A la fin du siècle, l'éducation chez les Luze demeure qu'ont édifié Alfred de Luze et Sophie Cruse, sa femme, en 1897, dans la banlieue bordelaise du Bouscat, on parle anglais à table. Ce n'est pas par snobisme, mais tout simplement parce que le négociant reçoit beaucoup d'étrangers à sa table et aussi passe une partie de l'année Outre-Manche pour ses voyages d'affaires. Leur fille, Simone de Luze, a une institutrice qui vient lui apprendre quelques heures par jour la lecture, la grammaire, les leçons de calcul et la géographie4.

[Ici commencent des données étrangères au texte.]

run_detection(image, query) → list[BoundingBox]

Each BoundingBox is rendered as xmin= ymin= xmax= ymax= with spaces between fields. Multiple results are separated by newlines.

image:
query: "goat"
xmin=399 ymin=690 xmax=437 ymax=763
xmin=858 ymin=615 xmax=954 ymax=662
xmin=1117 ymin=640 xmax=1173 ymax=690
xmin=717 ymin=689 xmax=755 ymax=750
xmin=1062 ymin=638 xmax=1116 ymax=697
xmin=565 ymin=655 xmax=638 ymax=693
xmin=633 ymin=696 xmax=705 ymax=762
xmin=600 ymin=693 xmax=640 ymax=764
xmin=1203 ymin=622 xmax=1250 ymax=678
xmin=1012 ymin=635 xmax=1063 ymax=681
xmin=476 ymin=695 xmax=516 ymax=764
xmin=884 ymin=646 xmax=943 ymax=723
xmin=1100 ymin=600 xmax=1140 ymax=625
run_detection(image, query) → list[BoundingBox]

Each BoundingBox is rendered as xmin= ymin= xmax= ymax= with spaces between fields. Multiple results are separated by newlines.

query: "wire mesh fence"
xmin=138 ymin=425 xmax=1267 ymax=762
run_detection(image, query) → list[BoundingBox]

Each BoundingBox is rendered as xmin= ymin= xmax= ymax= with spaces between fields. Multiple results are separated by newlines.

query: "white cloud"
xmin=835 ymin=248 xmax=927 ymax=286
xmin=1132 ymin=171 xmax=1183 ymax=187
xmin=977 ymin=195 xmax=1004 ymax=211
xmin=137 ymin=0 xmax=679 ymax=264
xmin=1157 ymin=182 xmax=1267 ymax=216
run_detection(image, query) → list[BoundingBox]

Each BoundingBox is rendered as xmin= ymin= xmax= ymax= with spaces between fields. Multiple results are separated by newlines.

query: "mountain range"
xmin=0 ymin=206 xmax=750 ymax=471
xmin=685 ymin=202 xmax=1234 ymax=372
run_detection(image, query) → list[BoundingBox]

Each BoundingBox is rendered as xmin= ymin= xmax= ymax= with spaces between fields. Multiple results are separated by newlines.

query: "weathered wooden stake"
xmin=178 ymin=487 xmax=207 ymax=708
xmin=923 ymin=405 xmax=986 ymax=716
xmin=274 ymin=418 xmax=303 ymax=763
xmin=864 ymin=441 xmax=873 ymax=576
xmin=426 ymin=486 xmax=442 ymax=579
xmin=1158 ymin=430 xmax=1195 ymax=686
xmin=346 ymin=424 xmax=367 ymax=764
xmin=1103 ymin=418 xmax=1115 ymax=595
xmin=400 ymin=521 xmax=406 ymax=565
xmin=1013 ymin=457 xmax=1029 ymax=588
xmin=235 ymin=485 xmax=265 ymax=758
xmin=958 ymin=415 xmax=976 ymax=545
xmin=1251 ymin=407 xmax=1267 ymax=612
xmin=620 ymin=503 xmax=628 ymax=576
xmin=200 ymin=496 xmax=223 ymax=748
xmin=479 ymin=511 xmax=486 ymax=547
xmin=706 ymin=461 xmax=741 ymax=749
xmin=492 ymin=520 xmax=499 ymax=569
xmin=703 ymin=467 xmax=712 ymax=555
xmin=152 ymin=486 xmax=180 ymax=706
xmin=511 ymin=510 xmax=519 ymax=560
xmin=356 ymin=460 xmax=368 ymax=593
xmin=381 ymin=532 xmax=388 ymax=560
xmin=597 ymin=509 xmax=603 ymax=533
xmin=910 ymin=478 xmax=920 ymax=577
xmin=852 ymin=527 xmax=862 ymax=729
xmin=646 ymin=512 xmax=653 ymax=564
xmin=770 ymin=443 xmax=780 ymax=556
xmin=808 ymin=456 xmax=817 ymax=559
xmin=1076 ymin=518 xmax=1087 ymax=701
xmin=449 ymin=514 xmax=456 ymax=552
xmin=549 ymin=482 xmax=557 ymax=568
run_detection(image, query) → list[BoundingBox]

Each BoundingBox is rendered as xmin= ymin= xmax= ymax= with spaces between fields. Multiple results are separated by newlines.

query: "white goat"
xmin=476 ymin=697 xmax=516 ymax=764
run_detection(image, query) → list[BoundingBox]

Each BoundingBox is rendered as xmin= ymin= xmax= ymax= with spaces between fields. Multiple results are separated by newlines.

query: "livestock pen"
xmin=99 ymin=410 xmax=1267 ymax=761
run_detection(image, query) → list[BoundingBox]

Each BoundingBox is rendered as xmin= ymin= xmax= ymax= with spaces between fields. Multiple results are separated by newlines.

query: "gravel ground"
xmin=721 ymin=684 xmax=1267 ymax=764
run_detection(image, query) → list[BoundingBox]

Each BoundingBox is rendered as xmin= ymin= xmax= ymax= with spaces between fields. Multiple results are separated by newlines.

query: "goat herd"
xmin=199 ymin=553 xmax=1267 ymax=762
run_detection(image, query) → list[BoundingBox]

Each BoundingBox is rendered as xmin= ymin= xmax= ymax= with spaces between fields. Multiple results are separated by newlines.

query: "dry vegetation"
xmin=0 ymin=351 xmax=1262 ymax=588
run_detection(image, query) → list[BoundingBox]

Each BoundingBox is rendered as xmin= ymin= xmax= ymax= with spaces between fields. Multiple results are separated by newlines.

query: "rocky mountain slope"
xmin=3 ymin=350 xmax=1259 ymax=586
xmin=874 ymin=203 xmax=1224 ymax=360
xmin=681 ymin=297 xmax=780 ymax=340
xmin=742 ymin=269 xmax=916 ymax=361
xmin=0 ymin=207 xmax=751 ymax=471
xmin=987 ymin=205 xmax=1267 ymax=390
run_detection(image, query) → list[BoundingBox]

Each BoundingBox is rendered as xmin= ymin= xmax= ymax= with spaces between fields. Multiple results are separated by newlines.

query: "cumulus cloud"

Enfants, nous irons au cours Ruello puis dans des établissements spécialisés.
Le lycée Longchamp accueillera les protestants. Tivoli et Grand-Lebrun, les petits catholiques. Le Sacré-Cœur et l'Assomption, leurs sœurs.
Ce qui n'empêchera pas d'avoir encore des percepteurs chargés de compléter cet enseignement.
J'ai connu Annie Ferrière. A dix ans près nous avions le même âge. Je n'étais pas vraiment coopératif. "6 fois 4 ?", ou « combien de P dans le verbe appeler ? », demandait-elle. Révolté par tant d'indiscrétion, je menaçais d'avoir une crise d'asthme. Comme elle était terrorisée par mon grand-père, elle avalait la fin de sa question en rougissant et me donnait la réponse. Elle sera remplacée par un cousin moins influençable : Polo Trabut-Cussac avec lequel j'ai fait de réels progrès.
Ainsi lancé, je continue mon cursus :
Après le cours Ruello, j'ai été demi-pensionnaire à Grand-Lebrun.
La première année, le chauffeur nous accompagnait au collège. Michelle et moi nous montions nous asseoir à côté de lui car cette grosse voiture possédait une glace séparant l'avant des places arrières. Chaque fois que nous dépassions un ami de classe nous faisions stopper l'Hotchkiss pour le faire monter. Bien avant d’arriver au Sacré-Cœur, puis à Grand-Lebrun, la voiture était remplie.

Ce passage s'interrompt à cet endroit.